There are different levels or categories or “tactics” that can improve population health – in our last blog we discussed those that fall into the realm of tertiary and quaternary prevention, and in our current system, the ones that are most likely to give us the quickest “bang for the buck”. But what about primary and secondary prevention that fall more squarely into the domain of public health interventions? We often hear that we don’t spend enough money on public health efforts even though they save lives and reduce costs – so why are those funds often the first to get cut when governments implement austerity measures?
A 2013 JAMA editorial does a very nice job outlining the “paradox of prevention” – we all know it’s good for us, yet the long time horizon of reaping the benefits of primary and secondary prevention, often coupled with the need for consistent behavior changes (and other factors), make this type of prevention a bit of a hard sell when it comes to influencing individuals in a population. Moreover, the case for stronger emphasis on and investment in prevention is further complicated by the mixed data on the cost savings and cost-effectiveness of public health interventions. The overarching conclusion has been that yes, public health interventions improve health outcomes, but when it comes to reducing costs, not always. The biggest ROI for public health efforts seems to have come from interventions that require little to no cooperation, personal responsibility, or any actual awareness from citizens (e.g., sanitation, clean drinking water, “sin” taxes), with diminishing returns as the degree of individual decision making required to for the intervention to succeed increases (e.g., health promotion efforts to reduce obesity).
Moreover, while improvements in the average health of the population can lower healthcare spending per capita in the short-term, there is growing recognition that the resulting longer life span will inevitably generate additional costs, due to both higher healthcare needs and retirement benefits. This is a particularly important issue in our “pay-as-you-go” system of Medicare and Social Security, both programs already bursting at the seams and with a growing number of beneficiaries supported by an ever-dwindling workforce. That we are living longer and have the possibility of expanding our lifespan further is a gift, yet programs that serve the elderly do not reflect changes in life expectancy or the growth rate of healthcare costs vs. employee wages.

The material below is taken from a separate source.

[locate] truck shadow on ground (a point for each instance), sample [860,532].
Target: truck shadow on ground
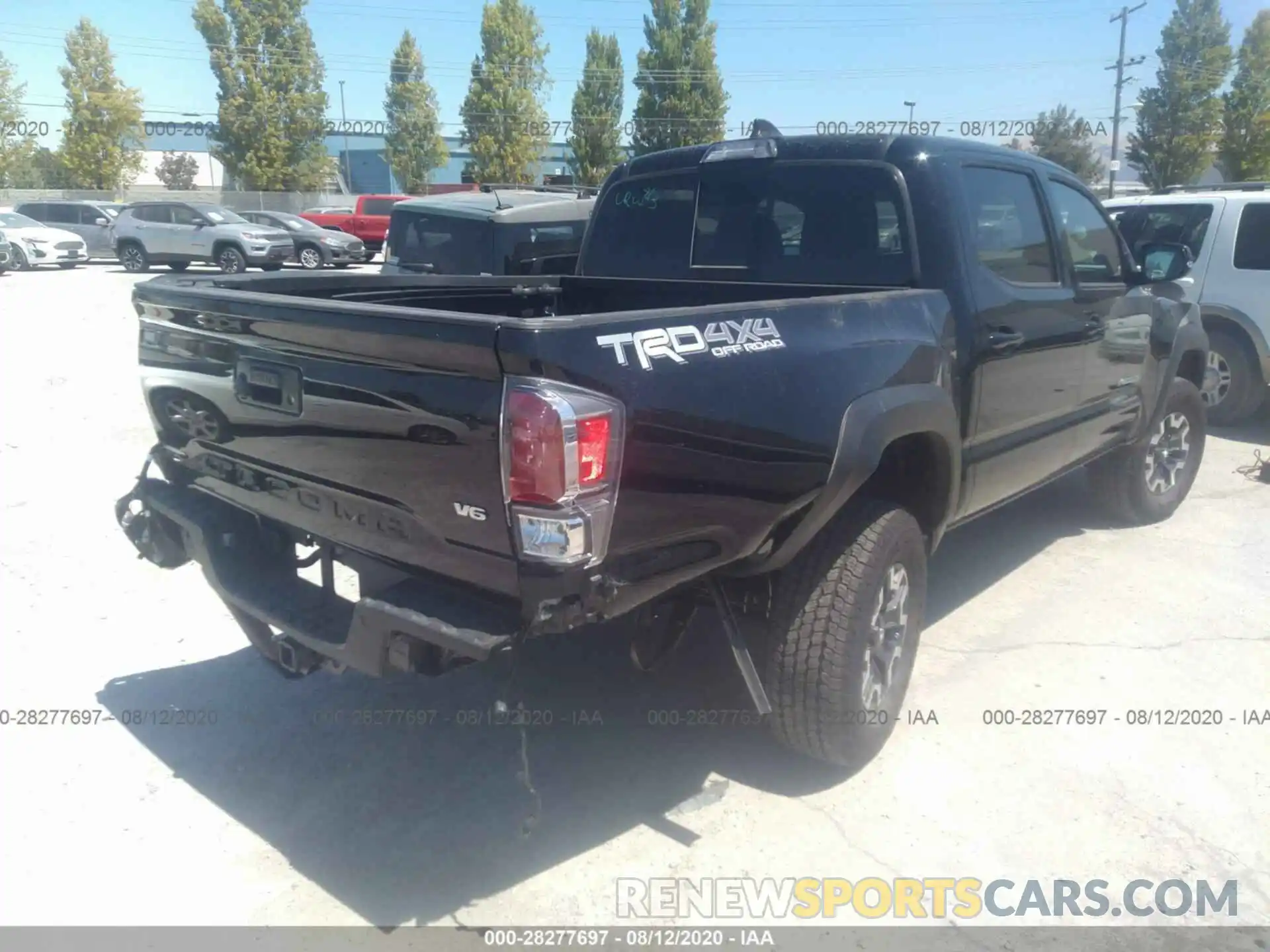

One way to offset the cost implications, while reaping the benefits of the longer lifespan brought about by preventive measures, may be by raising the full eligibility age for Medicare and Social Security. This would allow for additional federal revenue to accrue from healthier people remaining longer in the workforce. In the case of Medicare, for example, seniors would still have the option of claiming eligibility at 65, but would receive fewer benefits than if waiting until the new full eligibility age threshold is reached (e.g., 69 years) – akin to what is already being implemented for Social Security. Finally, raising the age of full eligibility will not only help close the Medicare and Social Security funding gaps, but would also encourage seniors to build up adequate retirement savings, which will help boost the nation’s overall economy.